Unfortunately, most people fail to create an emergency fund, so when an unexpected event arises, they are left with no option but to tap into their retirement funds. What is even worrying is that most people who take money from these accounts have no means to replace the funds they took out.
But what exactly are the consequences of pre-retirement withdrawals?
These withdrawals can lead to a wide variety of adverse consequences ranging from taxes and penalties to lower or even lost investment returns. Over the long term, these withdrawals can dramatically impact your retirement funds. When you borrow funds from your retirement accounts, you may have to forgo investment returns that you cannot get back. When you finally withdraw your money upon retirement, the interest will then be taxed another time.
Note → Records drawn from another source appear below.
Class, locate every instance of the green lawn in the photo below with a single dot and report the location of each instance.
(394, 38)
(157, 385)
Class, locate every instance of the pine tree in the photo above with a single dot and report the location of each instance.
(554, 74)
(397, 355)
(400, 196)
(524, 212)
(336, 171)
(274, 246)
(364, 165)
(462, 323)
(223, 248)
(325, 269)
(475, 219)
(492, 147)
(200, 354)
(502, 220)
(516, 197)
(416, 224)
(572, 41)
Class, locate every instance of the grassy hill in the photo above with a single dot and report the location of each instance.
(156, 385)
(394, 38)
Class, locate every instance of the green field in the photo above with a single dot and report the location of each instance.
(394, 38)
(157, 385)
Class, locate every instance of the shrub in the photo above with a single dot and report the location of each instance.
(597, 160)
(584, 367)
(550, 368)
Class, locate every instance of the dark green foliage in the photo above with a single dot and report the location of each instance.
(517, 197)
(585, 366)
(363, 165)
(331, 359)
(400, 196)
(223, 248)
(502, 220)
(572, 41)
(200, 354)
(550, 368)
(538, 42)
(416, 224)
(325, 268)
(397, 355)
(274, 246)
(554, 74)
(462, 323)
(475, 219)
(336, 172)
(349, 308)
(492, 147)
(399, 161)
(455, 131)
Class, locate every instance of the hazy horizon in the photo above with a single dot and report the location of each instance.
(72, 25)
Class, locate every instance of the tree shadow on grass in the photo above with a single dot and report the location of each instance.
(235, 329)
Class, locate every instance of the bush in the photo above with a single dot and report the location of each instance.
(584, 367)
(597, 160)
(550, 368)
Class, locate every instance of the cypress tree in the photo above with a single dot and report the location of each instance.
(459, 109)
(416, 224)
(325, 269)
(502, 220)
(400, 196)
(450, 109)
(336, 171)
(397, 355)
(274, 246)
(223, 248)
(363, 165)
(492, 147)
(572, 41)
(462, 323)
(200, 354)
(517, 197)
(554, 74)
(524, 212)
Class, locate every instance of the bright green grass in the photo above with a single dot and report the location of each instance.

Also, if you are unable to pay off your loan and you default, the balance will be subjected to an early withdrawal penalty plus regular income taxes.
While it is not mandatory for retirement plans to offer hardship withdrawals, the IRS does allow these, but there should be an immediate and heavy financial need. This means that the money withdrawn should only be used to cover for that need and the amount withdrawn should not exceed the amount required to pay for that expense. Some of these withdrawals may be exempt from penalties.
The long and short of it is that you should avoid dipping into your retirement accounts. Instead, build an emergency fund for unforeseen expenses. But what if a pressing situation arises and you find yourself short on cash?
It goes without saying that using your retirement funds for other expenses should be your last option. Besides, if you need to get money fast, accessing your funds is not the best option because you have to wait for a considerably long period of time. Processing time can range anywhere between 10 to 90 business days.
One option that you can look into when you need money is your workplace plan which allows you to borrow up to $50,000. This option enables you to avoid withdrawal penalties because you are simply borrowing money and not withdrawing. On top of that, there is no credit check and the payments can be deducted from your paycheck. Interest rates are also fairly low.